It was also found that volume and valence of reviews (both critical and user-generated) had
positive effects on box office (models 5, 6, 7 and 8). This result supported previous findings
by Zuckerman (2003), Moul (2007), McKenzie (2009) and Lee and Choeh (2018). Also, it was
worth mentioning that volume of reviews (models 7 and 8) had a greater influence on box
office performance compared to the valence of reviews which supported previous findings by
(Bharadwaj et al., 2017; Gopinath et al., 2010). Production budget was also found to be a good
predictor of box office success which was supported by (Bharadwaj et al., 2017; Kim et al.,
2013) findings but was contradicted by McKenzie's (2009) results.

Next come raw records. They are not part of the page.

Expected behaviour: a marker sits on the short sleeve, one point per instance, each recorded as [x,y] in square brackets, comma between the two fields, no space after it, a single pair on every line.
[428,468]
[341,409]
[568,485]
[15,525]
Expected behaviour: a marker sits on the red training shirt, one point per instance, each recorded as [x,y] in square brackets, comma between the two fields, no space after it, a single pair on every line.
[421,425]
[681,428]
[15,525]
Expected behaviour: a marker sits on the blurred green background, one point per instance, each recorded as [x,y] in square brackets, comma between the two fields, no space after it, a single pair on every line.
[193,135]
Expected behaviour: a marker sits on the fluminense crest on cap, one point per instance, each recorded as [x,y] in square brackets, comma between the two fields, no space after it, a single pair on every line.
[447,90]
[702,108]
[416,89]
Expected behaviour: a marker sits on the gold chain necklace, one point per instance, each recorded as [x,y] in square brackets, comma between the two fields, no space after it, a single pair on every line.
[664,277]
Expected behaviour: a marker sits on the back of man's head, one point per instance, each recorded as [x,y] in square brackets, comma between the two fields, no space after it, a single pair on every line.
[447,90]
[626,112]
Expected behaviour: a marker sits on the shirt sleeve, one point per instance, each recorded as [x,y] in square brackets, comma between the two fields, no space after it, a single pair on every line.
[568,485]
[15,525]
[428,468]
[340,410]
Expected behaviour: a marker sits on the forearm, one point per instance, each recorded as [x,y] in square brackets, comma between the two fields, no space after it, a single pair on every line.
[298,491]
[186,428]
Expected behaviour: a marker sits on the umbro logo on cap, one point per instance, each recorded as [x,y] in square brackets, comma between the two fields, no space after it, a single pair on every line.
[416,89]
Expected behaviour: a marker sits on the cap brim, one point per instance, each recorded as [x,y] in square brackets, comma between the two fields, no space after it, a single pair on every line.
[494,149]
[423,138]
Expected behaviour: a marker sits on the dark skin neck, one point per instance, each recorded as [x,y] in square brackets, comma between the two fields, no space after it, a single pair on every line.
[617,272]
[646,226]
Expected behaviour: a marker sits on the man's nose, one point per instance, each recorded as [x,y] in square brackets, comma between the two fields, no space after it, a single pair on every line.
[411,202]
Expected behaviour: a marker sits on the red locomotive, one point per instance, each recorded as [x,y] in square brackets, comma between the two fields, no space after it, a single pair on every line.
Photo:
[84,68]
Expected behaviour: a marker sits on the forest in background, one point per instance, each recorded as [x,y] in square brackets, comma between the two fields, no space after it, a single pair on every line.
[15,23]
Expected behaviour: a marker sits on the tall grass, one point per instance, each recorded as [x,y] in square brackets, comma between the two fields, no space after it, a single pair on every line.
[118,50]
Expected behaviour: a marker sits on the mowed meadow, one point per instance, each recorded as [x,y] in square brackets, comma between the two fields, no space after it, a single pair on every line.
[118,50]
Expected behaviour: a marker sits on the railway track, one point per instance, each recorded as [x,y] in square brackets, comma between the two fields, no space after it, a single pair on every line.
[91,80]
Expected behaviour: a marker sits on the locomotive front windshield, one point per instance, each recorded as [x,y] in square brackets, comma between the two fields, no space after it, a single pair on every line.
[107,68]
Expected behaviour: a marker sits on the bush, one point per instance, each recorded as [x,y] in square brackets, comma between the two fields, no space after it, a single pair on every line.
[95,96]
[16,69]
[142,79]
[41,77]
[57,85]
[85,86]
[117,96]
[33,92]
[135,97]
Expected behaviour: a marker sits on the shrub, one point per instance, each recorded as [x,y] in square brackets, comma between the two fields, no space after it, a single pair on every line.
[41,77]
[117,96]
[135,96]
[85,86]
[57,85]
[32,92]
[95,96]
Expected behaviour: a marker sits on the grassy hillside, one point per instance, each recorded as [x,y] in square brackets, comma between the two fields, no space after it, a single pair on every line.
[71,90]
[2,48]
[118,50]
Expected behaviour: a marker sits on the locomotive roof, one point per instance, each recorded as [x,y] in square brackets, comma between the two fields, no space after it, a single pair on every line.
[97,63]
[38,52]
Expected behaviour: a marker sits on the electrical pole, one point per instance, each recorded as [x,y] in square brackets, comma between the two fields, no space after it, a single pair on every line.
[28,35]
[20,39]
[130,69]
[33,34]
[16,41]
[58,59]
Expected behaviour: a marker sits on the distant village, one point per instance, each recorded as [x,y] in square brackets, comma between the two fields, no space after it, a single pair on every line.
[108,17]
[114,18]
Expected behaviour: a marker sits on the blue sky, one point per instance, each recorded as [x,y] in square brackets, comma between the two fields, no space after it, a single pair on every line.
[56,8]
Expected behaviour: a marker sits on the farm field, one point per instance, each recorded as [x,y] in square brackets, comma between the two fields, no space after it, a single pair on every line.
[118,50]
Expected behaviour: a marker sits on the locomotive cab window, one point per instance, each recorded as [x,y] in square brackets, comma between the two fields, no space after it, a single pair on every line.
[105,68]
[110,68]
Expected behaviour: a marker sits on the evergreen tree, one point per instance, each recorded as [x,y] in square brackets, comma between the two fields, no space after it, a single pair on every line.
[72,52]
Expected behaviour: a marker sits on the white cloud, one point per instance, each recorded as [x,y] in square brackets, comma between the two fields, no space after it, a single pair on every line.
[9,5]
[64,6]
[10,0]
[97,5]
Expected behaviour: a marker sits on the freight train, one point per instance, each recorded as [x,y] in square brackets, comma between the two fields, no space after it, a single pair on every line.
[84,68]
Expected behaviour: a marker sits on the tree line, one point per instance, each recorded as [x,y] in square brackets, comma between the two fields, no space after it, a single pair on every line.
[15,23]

Previous studies (Basuroy et al., 2006; Bharadwaj et al., 2017; McKenzie, 2009; Zhao et al.,
2013) found that recognition factor in name or by belonging to a movie franchise was a
significant factor in box office success. This was only partially supported by the findings of
this study as it was a significant factor prior or at the time of movie premiere (models 1, 2 and
3) but not at the later stages of movies’ life-cycle. This, however, supported findings by
McKenzie (2009).
So far, findings of my study generally supported findings from previous studies. There were,
however, 2 significant variables that were omitted from my research: advertising budget and
star power. Many researchers (Basuroy et al., 2006; Bharadwaj et al., 2017; Goff et al., 2016;
Karniouchina, 2011; Zuckerman, 2003; Zuckerman et al., 2003) argued for importance either
or both of these variables. However, due to access to advertising budget data and ability to
operationalize star power of directors and/or actors, I decided to omit these variables from my
analysis. Goff et al. (2016) argued that star power was associated with probability of above-
average critical reviews. Possibly, the omission of star power from my analysis led to lower
coefficient of determination in the model that was used to find relation between review turnover
and Rotten Tomatoes score. Therefore, I would suggest using star power in future research in
order to determine effects of star power on critical ratings.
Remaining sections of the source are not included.